L’objectif est certes ambitieux, mais demeure difficile à atteindre en l’absence d’une stratégie de requalification des ressources humaines. Des mesures sont donc prévues bientôt pour hisser le niveau des enseignants, parallèlement à la mise en place de nouveaux programmes au niveau des centres de formation, afin de consolider les acquis et développer la culture des nouveaux lauréats. En outre, un dispositif devra être programmé prochainement pour accompagner les nouveaux lauréats durant les premières années de travail. Ce dispositif s’appuie dans sa mise en œuvre sur l’implication des professeurs ayant accumulé de longues années d’expérience. «L’enseignement est un métier complexe et la formation à elle seule ne peut pas garantir la graduation de bons professeurs. Il faudra accompagner les formateurs en herbe qui devront être assistés par les anciens», indique M. Belmokhtar. La motivation de l’élément humain figure également parmi les priorités du ministre de l’Éducation qui compte toutefois s’attaquer en premier au problème des mutations. En effet, le département reçoit chaque année plus de 50.000 demandes de mutation.
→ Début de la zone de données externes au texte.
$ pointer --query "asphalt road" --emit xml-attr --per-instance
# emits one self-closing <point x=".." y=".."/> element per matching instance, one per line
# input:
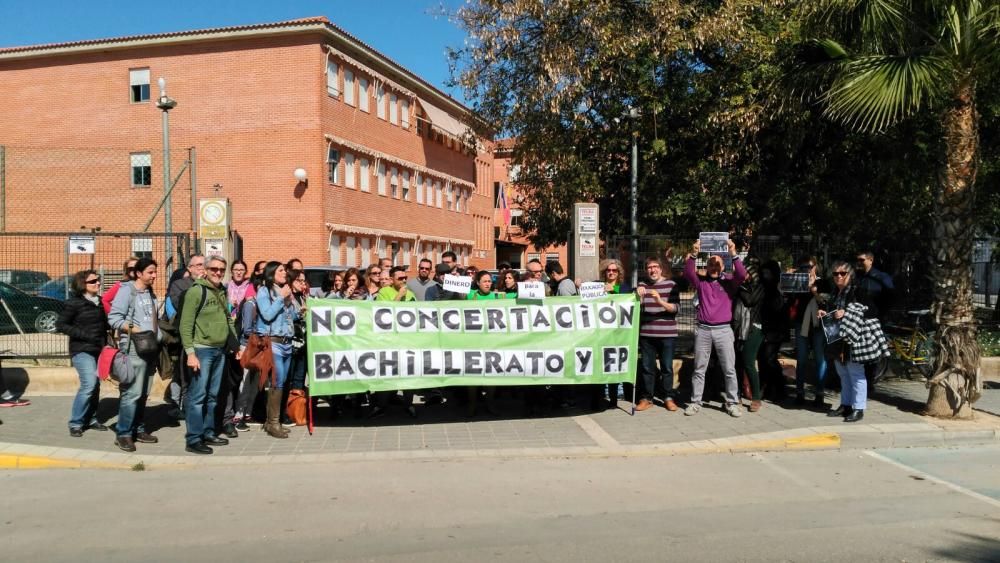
<point x="899" y="505"/>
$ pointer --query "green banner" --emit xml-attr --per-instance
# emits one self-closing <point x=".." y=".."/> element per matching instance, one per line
<point x="357" y="346"/>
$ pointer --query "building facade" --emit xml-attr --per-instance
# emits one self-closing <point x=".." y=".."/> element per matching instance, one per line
<point x="513" y="245"/>
<point x="392" y="169"/>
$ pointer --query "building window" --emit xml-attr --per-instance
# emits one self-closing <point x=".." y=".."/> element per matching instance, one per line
<point x="332" y="79"/>
<point x="366" y="252"/>
<point x="365" y="176"/>
<point x="352" y="253"/>
<point x="138" y="79"/>
<point x="335" y="250"/>
<point x="348" y="170"/>
<point x="380" y="101"/>
<point x="363" y="94"/>
<point x="333" y="165"/>
<point x="142" y="169"/>
<point x="348" y="87"/>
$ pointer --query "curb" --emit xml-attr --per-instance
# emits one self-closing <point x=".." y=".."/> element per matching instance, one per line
<point x="865" y="437"/>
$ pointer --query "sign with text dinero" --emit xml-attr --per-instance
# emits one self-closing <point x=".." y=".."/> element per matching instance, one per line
<point x="356" y="346"/>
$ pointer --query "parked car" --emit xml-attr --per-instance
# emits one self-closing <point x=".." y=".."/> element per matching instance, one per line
<point x="32" y="313"/>
<point x="58" y="288"/>
<point x="25" y="280"/>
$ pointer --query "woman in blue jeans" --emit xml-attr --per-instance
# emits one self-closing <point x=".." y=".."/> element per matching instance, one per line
<point x="84" y="321"/>
<point x="276" y="316"/>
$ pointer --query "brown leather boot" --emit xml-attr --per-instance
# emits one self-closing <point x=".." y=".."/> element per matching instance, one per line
<point x="273" y="426"/>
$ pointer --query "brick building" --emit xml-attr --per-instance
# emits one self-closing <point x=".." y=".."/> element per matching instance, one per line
<point x="391" y="168"/>
<point x="512" y="243"/>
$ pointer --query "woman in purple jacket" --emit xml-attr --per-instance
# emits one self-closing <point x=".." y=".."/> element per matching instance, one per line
<point x="716" y="291"/>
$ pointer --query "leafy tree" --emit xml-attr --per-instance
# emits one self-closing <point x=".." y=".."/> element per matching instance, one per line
<point x="892" y="59"/>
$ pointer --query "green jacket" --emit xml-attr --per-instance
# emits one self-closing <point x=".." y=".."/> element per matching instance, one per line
<point x="213" y="324"/>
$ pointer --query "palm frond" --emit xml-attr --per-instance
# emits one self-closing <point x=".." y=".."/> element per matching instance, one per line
<point x="874" y="92"/>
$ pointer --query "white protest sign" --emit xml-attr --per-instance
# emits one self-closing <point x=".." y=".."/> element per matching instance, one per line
<point x="457" y="284"/>
<point x="714" y="242"/>
<point x="592" y="290"/>
<point x="531" y="290"/>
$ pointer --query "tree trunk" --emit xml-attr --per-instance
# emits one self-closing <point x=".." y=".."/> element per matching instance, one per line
<point x="956" y="383"/>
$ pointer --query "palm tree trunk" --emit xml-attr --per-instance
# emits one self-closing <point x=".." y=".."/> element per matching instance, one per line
<point x="956" y="383"/>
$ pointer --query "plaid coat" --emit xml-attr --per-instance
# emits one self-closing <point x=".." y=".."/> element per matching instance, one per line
<point x="865" y="336"/>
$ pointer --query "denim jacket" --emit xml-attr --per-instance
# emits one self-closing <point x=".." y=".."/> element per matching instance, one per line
<point x="274" y="316"/>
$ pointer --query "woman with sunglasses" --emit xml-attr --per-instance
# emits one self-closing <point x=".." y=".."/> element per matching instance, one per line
<point x="84" y="320"/>
<point x="276" y="316"/>
<point x="854" y="386"/>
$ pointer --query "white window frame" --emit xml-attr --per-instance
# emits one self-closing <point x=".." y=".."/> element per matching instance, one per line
<point x="380" y="101"/>
<point x="332" y="79"/>
<point x="333" y="165"/>
<point x="365" y="175"/>
<point x="348" y="86"/>
<point x="139" y="78"/>
<point x="348" y="170"/>
<point x="140" y="159"/>
<point x="381" y="178"/>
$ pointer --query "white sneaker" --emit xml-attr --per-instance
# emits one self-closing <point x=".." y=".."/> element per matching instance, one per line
<point x="692" y="409"/>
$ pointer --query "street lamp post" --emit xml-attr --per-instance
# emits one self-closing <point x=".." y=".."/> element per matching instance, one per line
<point x="633" y="114"/>
<point x="165" y="103"/>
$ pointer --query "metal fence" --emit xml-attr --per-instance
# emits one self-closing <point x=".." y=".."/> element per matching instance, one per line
<point x="36" y="270"/>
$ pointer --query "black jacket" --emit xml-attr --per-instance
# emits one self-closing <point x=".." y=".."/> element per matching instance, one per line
<point x="85" y="323"/>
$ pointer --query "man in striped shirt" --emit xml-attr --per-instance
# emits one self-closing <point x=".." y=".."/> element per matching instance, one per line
<point x="657" y="333"/>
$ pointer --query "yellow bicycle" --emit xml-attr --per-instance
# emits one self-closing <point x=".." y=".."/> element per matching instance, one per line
<point x="910" y="348"/>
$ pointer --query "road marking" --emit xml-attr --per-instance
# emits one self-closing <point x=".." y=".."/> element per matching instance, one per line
<point x="804" y="483"/>
<point x="914" y="471"/>
<point x="596" y="433"/>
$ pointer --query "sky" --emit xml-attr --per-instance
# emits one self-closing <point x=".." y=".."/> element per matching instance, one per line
<point x="407" y="31"/>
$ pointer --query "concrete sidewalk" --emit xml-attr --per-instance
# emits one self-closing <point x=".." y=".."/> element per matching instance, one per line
<point x="36" y="436"/>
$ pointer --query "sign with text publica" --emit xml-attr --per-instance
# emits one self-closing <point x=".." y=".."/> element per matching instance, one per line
<point x="457" y="284"/>
<point x="592" y="290"/>
<point x="357" y="346"/>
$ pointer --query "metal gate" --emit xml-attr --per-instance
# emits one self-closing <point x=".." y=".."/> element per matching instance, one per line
<point x="36" y="270"/>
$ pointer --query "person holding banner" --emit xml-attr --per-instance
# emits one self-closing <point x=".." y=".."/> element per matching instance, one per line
<point x="397" y="292"/>
<point x="276" y="315"/>
<point x="715" y="292"/>
<point x="657" y="334"/>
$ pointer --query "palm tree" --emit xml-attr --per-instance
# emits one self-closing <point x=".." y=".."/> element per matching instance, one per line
<point x="889" y="60"/>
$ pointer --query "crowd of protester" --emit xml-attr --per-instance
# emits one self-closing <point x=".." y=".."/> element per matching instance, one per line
<point x="235" y="351"/>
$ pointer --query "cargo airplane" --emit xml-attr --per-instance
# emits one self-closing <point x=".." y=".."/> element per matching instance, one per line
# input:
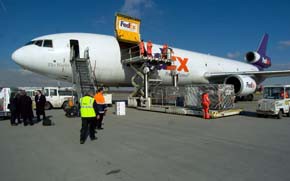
<point x="50" y="56"/>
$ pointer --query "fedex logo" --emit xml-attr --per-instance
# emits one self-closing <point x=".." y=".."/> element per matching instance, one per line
<point x="266" y="61"/>
<point x="181" y="67"/>
<point x="128" y="26"/>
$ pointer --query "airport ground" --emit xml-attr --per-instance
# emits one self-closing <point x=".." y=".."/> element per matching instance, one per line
<point x="149" y="146"/>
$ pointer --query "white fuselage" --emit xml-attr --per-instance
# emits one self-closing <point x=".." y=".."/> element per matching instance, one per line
<point x="105" y="58"/>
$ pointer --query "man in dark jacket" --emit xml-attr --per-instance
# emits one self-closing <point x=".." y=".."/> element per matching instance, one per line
<point x="12" y="108"/>
<point x="26" y="108"/>
<point x="40" y="104"/>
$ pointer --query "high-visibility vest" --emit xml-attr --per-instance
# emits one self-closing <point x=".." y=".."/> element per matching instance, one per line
<point x="149" y="47"/>
<point x="141" y="47"/>
<point x="205" y="100"/>
<point x="99" y="98"/>
<point x="87" y="107"/>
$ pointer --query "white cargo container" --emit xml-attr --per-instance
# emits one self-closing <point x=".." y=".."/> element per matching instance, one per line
<point x="120" y="108"/>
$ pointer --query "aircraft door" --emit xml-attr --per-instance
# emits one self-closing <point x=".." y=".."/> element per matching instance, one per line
<point x="75" y="48"/>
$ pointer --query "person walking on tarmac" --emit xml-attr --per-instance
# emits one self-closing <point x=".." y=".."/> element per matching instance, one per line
<point x="149" y="49"/>
<point x="205" y="105"/>
<point x="88" y="108"/>
<point x="101" y="107"/>
<point x="142" y="48"/>
<point x="164" y="51"/>
<point x="12" y="107"/>
<point x="40" y="104"/>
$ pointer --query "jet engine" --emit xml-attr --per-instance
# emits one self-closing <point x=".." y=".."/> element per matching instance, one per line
<point x="244" y="85"/>
<point x="252" y="57"/>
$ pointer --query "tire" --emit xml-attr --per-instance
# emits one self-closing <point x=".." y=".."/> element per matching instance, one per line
<point x="47" y="106"/>
<point x="279" y="115"/>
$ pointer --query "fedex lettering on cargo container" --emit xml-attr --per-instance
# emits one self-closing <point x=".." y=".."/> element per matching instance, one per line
<point x="125" y="25"/>
<point x="182" y="64"/>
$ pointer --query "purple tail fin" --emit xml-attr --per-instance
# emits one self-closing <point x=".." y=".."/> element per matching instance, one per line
<point x="260" y="58"/>
<point x="263" y="45"/>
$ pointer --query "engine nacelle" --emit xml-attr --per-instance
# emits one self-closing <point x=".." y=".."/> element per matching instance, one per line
<point x="252" y="57"/>
<point x="244" y="85"/>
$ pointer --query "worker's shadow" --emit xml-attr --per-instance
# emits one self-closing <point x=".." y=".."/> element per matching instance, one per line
<point x="248" y="114"/>
<point x="47" y="118"/>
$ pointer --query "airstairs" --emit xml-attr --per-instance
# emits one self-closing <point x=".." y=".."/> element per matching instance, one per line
<point x="83" y="75"/>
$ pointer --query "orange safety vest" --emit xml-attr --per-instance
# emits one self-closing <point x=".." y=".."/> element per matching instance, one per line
<point x="286" y="94"/>
<point x="149" y="47"/>
<point x="99" y="98"/>
<point x="164" y="49"/>
<point x="141" y="46"/>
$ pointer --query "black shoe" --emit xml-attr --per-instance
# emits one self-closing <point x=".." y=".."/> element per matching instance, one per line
<point x="92" y="139"/>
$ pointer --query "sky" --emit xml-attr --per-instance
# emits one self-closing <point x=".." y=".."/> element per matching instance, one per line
<point x="225" y="28"/>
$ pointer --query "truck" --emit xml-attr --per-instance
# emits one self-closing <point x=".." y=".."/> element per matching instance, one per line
<point x="275" y="101"/>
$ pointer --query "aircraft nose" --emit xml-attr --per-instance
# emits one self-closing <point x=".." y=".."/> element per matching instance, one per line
<point x="18" y="56"/>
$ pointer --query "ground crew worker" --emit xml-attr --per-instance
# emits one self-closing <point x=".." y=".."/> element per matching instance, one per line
<point x="149" y="49"/>
<point x="101" y="108"/>
<point x="282" y="94"/>
<point x="12" y="108"/>
<point x="26" y="111"/>
<point x="40" y="101"/>
<point x="164" y="51"/>
<point x="142" y="48"/>
<point x="205" y="105"/>
<point x="88" y="108"/>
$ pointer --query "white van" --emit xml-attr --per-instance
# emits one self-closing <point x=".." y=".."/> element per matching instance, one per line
<point x="276" y="101"/>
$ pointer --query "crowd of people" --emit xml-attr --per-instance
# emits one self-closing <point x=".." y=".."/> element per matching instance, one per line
<point x="92" y="110"/>
<point x="21" y="108"/>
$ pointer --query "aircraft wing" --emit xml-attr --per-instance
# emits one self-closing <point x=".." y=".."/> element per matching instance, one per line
<point x="260" y="74"/>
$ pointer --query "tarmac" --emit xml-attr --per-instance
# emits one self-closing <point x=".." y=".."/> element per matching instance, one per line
<point x="149" y="146"/>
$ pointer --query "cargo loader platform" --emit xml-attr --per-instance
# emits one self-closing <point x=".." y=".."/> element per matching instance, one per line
<point x="190" y="112"/>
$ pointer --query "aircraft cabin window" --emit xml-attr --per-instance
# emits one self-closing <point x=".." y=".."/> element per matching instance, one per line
<point x="39" y="43"/>
<point x="30" y="43"/>
<point x="47" y="43"/>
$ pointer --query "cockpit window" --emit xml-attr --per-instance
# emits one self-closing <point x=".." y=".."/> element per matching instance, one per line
<point x="38" y="42"/>
<point x="30" y="43"/>
<point x="47" y="43"/>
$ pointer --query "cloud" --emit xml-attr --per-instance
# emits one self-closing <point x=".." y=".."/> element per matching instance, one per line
<point x="136" y="8"/>
<point x="25" y="78"/>
<point x="233" y="54"/>
<point x="284" y="44"/>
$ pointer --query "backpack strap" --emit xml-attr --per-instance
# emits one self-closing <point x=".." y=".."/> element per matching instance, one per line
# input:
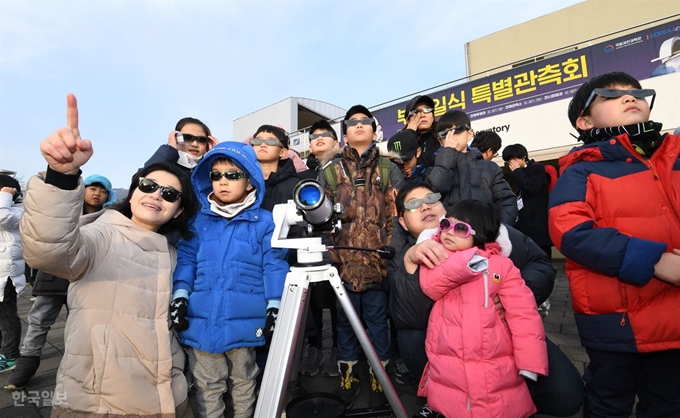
<point x="385" y="172"/>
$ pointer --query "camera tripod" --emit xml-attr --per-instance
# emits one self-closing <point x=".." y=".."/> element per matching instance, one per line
<point x="282" y="359"/>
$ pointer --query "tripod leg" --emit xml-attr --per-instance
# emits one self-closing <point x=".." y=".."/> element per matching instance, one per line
<point x="282" y="352"/>
<point x="380" y="373"/>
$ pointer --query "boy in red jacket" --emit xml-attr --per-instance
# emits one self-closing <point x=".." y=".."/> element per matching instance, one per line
<point x="615" y="215"/>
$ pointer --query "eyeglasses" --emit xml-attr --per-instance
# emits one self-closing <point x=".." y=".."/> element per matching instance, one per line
<point x="355" y="122"/>
<point x="216" y="175"/>
<point x="460" y="229"/>
<point x="456" y="130"/>
<point x="614" y="93"/>
<point x="415" y="204"/>
<point x="272" y="142"/>
<point x="191" y="138"/>
<point x="326" y="134"/>
<point x="422" y="110"/>
<point x="169" y="194"/>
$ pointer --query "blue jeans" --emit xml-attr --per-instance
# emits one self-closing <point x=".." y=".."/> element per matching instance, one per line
<point x="371" y="306"/>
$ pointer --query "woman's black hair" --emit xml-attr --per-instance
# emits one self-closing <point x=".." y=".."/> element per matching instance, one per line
<point x="188" y="200"/>
<point x="9" y="181"/>
<point x="189" y="120"/>
<point x="485" y="219"/>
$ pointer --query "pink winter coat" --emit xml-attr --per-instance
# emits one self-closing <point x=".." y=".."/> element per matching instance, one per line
<point x="474" y="356"/>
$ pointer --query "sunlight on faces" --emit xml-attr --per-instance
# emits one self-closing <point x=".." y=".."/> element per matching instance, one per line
<point x="149" y="210"/>
<point x="619" y="111"/>
<point x="359" y="135"/>
<point x="269" y="153"/>
<point x="227" y="191"/>
<point x="454" y="243"/>
<point x="425" y="217"/>
<point x="195" y="148"/>
<point x="95" y="196"/>
<point x="426" y="119"/>
<point x="321" y="144"/>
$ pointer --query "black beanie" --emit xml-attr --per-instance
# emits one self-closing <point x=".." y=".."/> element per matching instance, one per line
<point x="353" y="111"/>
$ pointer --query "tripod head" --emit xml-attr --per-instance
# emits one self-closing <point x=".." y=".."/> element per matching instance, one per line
<point x="311" y="210"/>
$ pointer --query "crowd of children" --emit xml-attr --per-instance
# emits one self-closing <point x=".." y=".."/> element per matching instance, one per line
<point x="191" y="245"/>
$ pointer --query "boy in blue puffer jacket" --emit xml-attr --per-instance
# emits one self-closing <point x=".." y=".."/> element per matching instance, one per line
<point x="228" y="281"/>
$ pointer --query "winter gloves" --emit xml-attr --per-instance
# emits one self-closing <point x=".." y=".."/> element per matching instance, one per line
<point x="178" y="314"/>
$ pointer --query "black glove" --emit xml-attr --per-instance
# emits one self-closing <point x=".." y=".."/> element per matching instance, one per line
<point x="178" y="314"/>
<point x="272" y="314"/>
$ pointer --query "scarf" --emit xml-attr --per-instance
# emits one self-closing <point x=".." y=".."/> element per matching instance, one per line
<point x="230" y="210"/>
<point x="645" y="136"/>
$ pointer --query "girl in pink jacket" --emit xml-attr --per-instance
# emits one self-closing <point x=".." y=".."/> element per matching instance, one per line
<point x="477" y="360"/>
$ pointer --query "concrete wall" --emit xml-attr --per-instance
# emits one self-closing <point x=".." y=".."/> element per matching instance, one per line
<point x="283" y="114"/>
<point x="574" y="24"/>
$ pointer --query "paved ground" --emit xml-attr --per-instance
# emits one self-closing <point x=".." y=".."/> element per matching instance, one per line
<point x="35" y="400"/>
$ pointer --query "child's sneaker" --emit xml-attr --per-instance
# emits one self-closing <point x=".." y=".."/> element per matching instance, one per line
<point x="330" y="368"/>
<point x="349" y="384"/>
<point x="377" y="396"/>
<point x="401" y="373"/>
<point x="24" y="370"/>
<point x="310" y="365"/>
<point x="426" y="412"/>
<point x="7" y="364"/>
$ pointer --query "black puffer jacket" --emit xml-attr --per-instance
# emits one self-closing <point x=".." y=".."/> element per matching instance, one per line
<point x="280" y="184"/>
<point x="460" y="176"/>
<point x="49" y="285"/>
<point x="532" y="186"/>
<point x="408" y="306"/>
<point x="428" y="142"/>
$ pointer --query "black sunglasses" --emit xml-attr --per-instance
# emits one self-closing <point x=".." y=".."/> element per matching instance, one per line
<point x="355" y="122"/>
<point x="457" y="130"/>
<point x="191" y="138"/>
<point x="272" y="142"/>
<point x="169" y="194"/>
<point x="423" y="110"/>
<point x="640" y="94"/>
<point x="216" y="175"/>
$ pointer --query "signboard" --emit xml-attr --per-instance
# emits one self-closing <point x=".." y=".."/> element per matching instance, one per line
<point x="648" y="53"/>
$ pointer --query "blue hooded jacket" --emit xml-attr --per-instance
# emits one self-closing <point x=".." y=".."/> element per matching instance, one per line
<point x="229" y="267"/>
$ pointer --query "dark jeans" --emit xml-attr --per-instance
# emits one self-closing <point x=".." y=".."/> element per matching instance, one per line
<point x="613" y="379"/>
<point x="10" y="324"/>
<point x="412" y="349"/>
<point x="559" y="394"/>
<point x="323" y="297"/>
<point x="371" y="306"/>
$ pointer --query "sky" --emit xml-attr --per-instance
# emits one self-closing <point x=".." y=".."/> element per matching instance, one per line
<point x="138" y="66"/>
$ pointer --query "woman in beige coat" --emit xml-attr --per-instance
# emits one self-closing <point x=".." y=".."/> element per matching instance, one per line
<point x="120" y="357"/>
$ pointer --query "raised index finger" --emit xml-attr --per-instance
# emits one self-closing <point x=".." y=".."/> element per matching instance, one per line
<point x="72" y="114"/>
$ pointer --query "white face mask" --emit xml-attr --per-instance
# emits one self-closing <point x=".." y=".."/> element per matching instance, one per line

Ce qui pose des problèmes à l’administration qui trouve du mal à gérer ce dossier. Ainsi, le refus des demandes déposées provoque des déceptions chez les enseignants candidats et déteint souvent sur leur rendement. «Nous ne pouvons pas satisfaire toutes les demandes et cela pose des problèmes de séparation familiale et de démotivation», indique le ministre. Le remède à long terme serait, selon le ministre, une régionalisation avancée qui s’appuiera sur la création de nouveaux centres de formation aux métiers de l’enseignement dans toutes les régions du Maroc afin d’éviter des drames familiaux. «L’enseignant sera dans ce cas affecté dans la région où il a été formé», s’exclame le ministre. Par ailleurs, d’autres points sont considérés comme prioritaires pour le chef de ce département. À commencer par la moralisation de l’école publique qui implique la lutte contre tous les comportements qui nuisent à l’image de l’école, notamment la violence.

Le ministre prévoit par ailleurs de renforcer l’enseignement des langues et des disciplines scientifiques, généraliser l’intégration des technologies de l’information et de communication et établir des passerelles entre l’enseignement général et la formation professionnelle. S’agissant de la vision 2030 en cours d’élaboration, elle repose selon le ministre sur un nouveau projet pédagogique qui promeut un accès équitable à l’enseignement pour tous les citoyens et garantit une formation de qualité basée sur les principes et les valeurs de la patrie. Ledit projet repose sur l’ouverture sur les principes universels et place le capital humain au cœur des priorités.